The Rev. Jeremiah A. Wright, Senator Barack Obama’s former pastor-cum-present
millstone, suggested once again the other day that the United States brought the
pain on itself by engaging in, as he put it, overseas terrorism of its own.
At least he has been consistent. Right after the World Trade Center came
tumbling down like the walls of Jericho, Mr. Wright said that “America’s
chickens are coming home to roost.” If those words have a familiar ring,
it may be because they were used back in 1963 by Malcolm X to describe the
assassination of President John F. Kennedy.
Pat Robertson’s politics are the polar opposite of Mr. Wright’s. But the
right-wing televangelist has had his own take on why the mass deaths at the
trade center and the Pentagon were not undeserved. “Abortionists,”
feminists, gays and lesbians had made God angry, he and the now-dead Rev. Jerry
Falwell agreed two days after the attacks.
Even so, Mr. Robertson bestowed his endorsement for president on former Mayor
Rudolph W. Giuliani, a true sinner in the eyes of some, a supporter of abortion
rights who bunked with a couple of gay men after his second marriage fell apart.
Mr. Giuliani, Mr. 9/11 himself, happily accepted that ultimately
less-than-useful blessing.
(Gay men and lesbians seem to be the cause of many modern plagues. They’re
the reason God sent Hurricane Katrina to punish New Orleans, or so suggested the
Rev. John C. Hagee, a televangelist who supports Senator John McCain in the
presidential race.)
It is hard for a layperson to sort through the various explanations for
calamities of such magnitude. So the ministers could do everyone a favor
by coming together to hammer out, in a spirit of unity, the theological
underpinnings of Sept. 11. It’s never too late.

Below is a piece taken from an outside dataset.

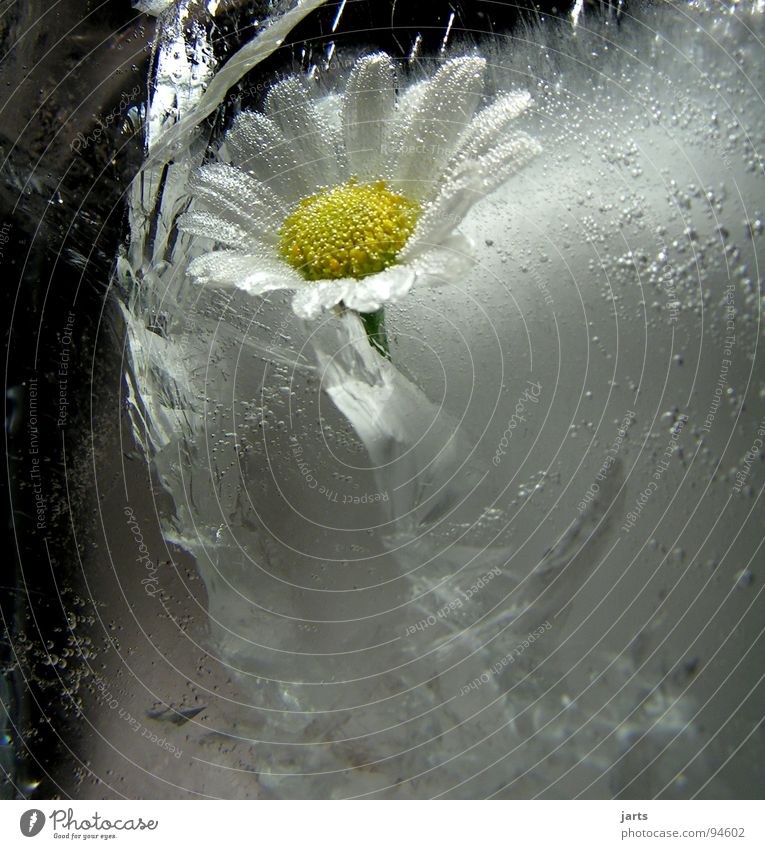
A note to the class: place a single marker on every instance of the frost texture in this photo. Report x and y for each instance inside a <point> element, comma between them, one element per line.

More likely, though, it is the politicians who may want to get together, just to
discuss how to rid themselves of what Henry II, were he still around, would no
doubt refer to as these meddlesome priests.
You have to believe that Mr. Obama, his grip on the Democratic nomination
weakened by the rhetorical sabotage he has suffered, would love to give Mr.
Wright a thumping. On the Republican side, Mr. McCain has tried of late to
distance himself from Mr. Hagee, who has been quoted as referring to the Roman
Catholic Church as “the great whore of Babylon.” That’s hefty baggage to
tote if you’re courting votes among America’s 67 million Catholics.
Then this week, practically out of nowhere, it was Mr. Giuliani’s turn to be
discomfited by a clergyman. He suddenly found himself in the canonical
doghouse of the archbishop of New York, Cardinal Edward M. Egan.
Mr. Giuliani’s misdeed, in the cardinal’s view, was to receive holy communion at
the Mass celebrated by Pope Benedict XVI at St. Patrick’s Cathedral two weeks
ago. For years, Cardinal Egan said, “an understanding” existed that Mr.
Giuliani was “not to receive the Eucharist because of his well-known support of
abortion.” The former mayor, he said, should keep his end of the bargain.
The cardinal is widely believed to be near the end of his tenure in New York.
But rather than tiptoe toward the exit, he took a roundhouse punch at the city’s
best-known Catholic political figure. This was more of Cardinal Egan than
New Yorkers are used to seeing. He has rarely shown flashes of the
dynamism and bonhomie of his immediate predecessor, Cardinal John J. O’Connor.
Mr. Giuliani has not reacted publicly to Cardinal Egan’s wrist-slapping, but a
spokeswoman called Mr. Giuliani’s religiosity “a deeply personal matter.”
Not that Mr. Giuliani himself has always been scrupulous about the privacy of
faith. When he was running for a second mayoral term in 1997, he
criticized his opponent, Ruth W. Messinger, for skipping a Columbus Day Mass at
St. Patrick’s — never mind that Ms. Messinger is Jewish. The mayor was
forced into a rare admission of poor judgment.
Reading between the lines, one gets the sense that Mr. Giuliani is miffed at
Cardinal Egan. Maybe he, Mr. McCain and Mr. Obama should sit down at some
point to talk one another through their troubles with the clergy. An
Italian restaurant is not a bad idea. They could discuss the matter over
bowls of strozzapreti.
Strozzapreti is a type of pasta. In Italy, where anticlerical sentiments
can run high, it means “priest strangler.”